The crossroads of Europe and Asia, Istanbul (not Constantinople, as the song says) is teaming with over 2,500 years of history. Only have a few hours to explore this jewel on the Bosphorus? Here are our tips for what to do in Istanbul that aren’t just the top ten sights.
Soak up some history
Built as a church, turned into a mosque, and now a museum, Aya Sofya (Hagia Sophia) is definitely an awe-inspiring building and a tourist staple. However, long lines to get in can make it difficult to visit if time is tight.
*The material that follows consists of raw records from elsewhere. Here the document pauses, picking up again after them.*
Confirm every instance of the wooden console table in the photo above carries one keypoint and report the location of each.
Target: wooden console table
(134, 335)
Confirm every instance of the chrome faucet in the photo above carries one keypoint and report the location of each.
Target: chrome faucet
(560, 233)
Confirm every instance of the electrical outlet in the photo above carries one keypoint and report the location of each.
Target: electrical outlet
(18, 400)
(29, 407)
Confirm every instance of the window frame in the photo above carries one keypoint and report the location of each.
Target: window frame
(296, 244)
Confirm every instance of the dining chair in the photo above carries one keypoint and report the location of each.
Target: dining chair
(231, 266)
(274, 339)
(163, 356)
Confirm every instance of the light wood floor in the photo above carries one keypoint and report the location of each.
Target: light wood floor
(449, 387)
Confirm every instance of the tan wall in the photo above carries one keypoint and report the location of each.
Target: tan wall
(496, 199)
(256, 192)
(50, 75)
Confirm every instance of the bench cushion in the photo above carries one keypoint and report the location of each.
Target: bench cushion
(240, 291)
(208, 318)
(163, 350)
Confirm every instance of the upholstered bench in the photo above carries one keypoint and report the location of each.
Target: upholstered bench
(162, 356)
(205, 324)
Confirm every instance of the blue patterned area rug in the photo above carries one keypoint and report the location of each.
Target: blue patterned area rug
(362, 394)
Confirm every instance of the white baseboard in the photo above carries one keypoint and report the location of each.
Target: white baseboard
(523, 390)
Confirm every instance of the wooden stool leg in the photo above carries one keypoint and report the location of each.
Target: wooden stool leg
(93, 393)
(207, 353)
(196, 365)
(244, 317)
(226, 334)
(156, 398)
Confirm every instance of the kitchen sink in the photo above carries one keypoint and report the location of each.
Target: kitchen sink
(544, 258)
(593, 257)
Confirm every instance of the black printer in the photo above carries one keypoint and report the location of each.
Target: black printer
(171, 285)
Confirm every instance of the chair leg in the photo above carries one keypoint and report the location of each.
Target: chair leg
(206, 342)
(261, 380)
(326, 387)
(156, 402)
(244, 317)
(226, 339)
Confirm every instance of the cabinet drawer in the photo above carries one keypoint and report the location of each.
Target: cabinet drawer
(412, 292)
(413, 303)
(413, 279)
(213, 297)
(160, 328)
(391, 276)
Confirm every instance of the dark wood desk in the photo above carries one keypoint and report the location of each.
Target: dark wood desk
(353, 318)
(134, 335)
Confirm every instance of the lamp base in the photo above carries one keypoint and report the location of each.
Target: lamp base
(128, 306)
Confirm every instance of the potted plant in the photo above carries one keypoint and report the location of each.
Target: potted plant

Instead, enjoy looking at it from the outside and then check out the nearby the Basilica Cistern (Yerebatan Sarnıç), built in the 6th century during the Byzantine Empire (and featured in the James Bond movie From Russia with Love). The soaring columns, eerily orange lighting, and mysterious Medusa heads are unforgettable as you walk around on boards over the water.
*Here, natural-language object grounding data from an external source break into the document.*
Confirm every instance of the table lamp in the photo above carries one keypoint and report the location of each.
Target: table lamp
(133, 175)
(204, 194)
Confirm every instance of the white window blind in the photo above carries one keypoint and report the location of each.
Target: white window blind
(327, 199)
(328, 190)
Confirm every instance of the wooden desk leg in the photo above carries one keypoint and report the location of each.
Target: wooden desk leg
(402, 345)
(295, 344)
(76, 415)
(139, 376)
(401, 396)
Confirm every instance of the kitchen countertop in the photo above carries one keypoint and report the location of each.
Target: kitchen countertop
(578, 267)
Turkish baths (hamams) are famous, but many of the ones found in hotels lack the traditional mix of cleansing and socializing. Seek out something more authentic like Çemberlitas Hamamı or Cağaloğlu Hamamı, both of which are hundreds of years old, for a spa experience you’ll never forget. Many hamams offer scrubs and massages or you can just enjoy the steam and basins at your own pace. Another favorite Turkish way to relax is in narghile cafes, smoking hookahs (water pipes), drinking coffee and chatting with friends old and new.
Turkish food isn’t just kebab and baklava (though these are both delicious!). Look for specialties like iskender kebap, kofte (grilled lamb meatballs), mercimek (lentil) soup, borek (a pastry stuffed with meat or cheese) and fresh seafood. Have a sweet tooth? Indulge in lokum (Turkish delight) in flavors like rose and pistachio, sutlac (rice pudding) or dondurma (a sticky ice cream). A visit to the Spice Bazaar (Mısır Çarşısı) is ideal to stock up on spices, pistachios, nuts and other specialties like honey-covered mulberries and dried figs stuffed with walnuts.
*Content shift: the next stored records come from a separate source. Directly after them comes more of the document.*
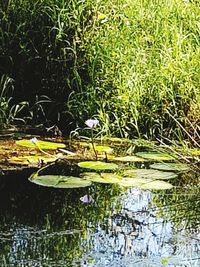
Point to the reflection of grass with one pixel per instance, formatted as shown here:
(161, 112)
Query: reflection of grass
(180, 206)
(143, 61)
(56, 220)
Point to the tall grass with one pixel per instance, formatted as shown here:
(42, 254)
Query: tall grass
(143, 64)
(38, 49)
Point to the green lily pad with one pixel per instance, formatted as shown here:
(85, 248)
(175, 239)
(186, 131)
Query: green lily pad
(101, 149)
(155, 156)
(27, 160)
(97, 165)
(105, 178)
(149, 174)
(59, 181)
(133, 182)
(130, 159)
(40, 144)
(170, 167)
(145, 183)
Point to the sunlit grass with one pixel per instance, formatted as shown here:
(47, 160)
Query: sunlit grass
(143, 60)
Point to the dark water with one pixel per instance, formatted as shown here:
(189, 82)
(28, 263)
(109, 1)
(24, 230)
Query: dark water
(52, 227)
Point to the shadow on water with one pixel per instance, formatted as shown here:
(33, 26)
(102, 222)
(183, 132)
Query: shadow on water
(52, 227)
If you’re in Istanbul during Ramadan (Ramazan in Turkish), the Muslim month of fasting, get ready for a city-wide feast when the sun goes down. The Hippodrome fills with food vendors after dark with street food favorites, crowds of people and a carnival atmosphere.
The Galata Bridge is a great place to people watch, from tourists to the many Turkish fishermen that line it daily. This bridge connects the two sides of Istanbul together over the Golden Horn so take a walk across: you can get tea in Europe, then a coffee in Asia. Another cross-cultural moment is Istanbul Modern, Turkey’s equivalent of London’s Tate Modern, a gallery with a mix of international exhibitions and Turkish artists. Of course, with all the layers of culture and history Istanbul has to offer, it perhaps is harder to find a non-cross cultural moment, but we’re certainly not going to complain.